The Master's Division and the Huntsman's Division were open to horse and rider teams who were members in good standing with an organized Rocky Mountain Hunt Club for the current competition year. Both these divisions required formal hunt attire. The Huntsman's Division had an additional requirement that all horses "must have been fairly hunted a minimum of six times during the current competition year."
There were no individual classes at this Point to Point. Instead, riders competed in teams consisting of 2-4 horses. Some teams were well matched in size and color...
but the majority of the teams looked more like this:
There were also a number of parent/child teams which I thought was especially delightful!
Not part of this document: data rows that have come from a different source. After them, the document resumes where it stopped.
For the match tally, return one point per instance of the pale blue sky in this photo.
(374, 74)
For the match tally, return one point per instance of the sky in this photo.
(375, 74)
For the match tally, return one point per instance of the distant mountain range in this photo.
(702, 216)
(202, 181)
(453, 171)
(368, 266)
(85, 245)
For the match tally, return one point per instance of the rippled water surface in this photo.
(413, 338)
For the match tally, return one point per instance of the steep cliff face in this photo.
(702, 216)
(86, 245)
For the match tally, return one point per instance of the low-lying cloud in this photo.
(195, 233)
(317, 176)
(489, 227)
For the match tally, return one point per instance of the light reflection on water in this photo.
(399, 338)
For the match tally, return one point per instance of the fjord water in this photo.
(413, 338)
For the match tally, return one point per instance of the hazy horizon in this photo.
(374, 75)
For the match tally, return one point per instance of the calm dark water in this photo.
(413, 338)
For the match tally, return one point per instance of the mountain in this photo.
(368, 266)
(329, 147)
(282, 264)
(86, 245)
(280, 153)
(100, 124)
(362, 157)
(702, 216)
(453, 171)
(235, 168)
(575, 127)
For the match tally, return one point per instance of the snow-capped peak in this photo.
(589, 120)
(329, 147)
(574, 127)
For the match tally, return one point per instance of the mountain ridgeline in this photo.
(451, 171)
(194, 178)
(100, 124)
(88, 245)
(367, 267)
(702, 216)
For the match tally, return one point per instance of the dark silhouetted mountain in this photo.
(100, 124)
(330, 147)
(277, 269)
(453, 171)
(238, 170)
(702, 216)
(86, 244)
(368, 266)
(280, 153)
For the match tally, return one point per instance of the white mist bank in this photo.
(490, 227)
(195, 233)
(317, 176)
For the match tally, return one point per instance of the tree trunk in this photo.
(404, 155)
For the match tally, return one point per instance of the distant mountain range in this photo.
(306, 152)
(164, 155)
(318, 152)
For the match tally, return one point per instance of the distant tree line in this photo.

Each division included three types of classes--a Race, a Pace and a Handy Hunter course. Although the specifics vary, they all followed the same basic format. One member of the team entered the starting gate while the other member(s) lined up alongside.
At the starter's signal, they left the box at a walk...
and gradually picked up speed...
as they moved out onto the main course.
Once on course, the teams were required to ride to a series of destinations or "points". At each point, the team received a chip from an event official. At the end of the course, the teams turned in their chips as proof of completion.
Unfortunately, most of the points were really far away so this is the best I could do for pictures. You can see the event officials on foot near the car. In addition to handing out chips, they also spent a lot of time making sure riders were headed in the right direction!
The course was officially completed when the nose of the trailing horse of the team crossed the finish line.
Each Point to Point division (Local Hunter, Master's and Huntsman's) included a Trotting Race. As you would expect from its name, the trotting race was all about trotting. Competitors who broke into a canter were required to circle before continuing on, and the team with the fastest time was declared the winner. None of the Trotting Races incorporated jumps into their courses.
The Huntsman's Division offered another, more challenging race--the Arapahoe Challenge Cup. Teams competed over a three to four mile hunt course with mandatory jumps that were not to exceed two feet three inches in height. This picture shows one of the teams racing down the hill toward the finish line.
In addition to a race, each division also had a "Pace". In this event the winner was not the fastest team but the team who finished closest to the predetermined "ideal" time. In the Local Hunter Division, this was a walk/trot event called the Cross Country Pace. The Master's Division included a similar walk/trot event called the Hilltopper Pace. The main difference between these two was that the ideal time was announced prior to the start of the Cross Country Pace. In the Hilltopper Pace, the time was not announced beforehand and the teams had to figure out for themselves what speed was most appropriate. The Huntsman's Division had the Cherokee Pace which was a trot/canter class with an unannounced ideal time. All three of these classes included optional jumps.
The third type of class, Handy Hunter, included common hunt situations such as gates, trail obstacles and water. This made it especially interesting--so much so, that it will get a post of its own tomorrow!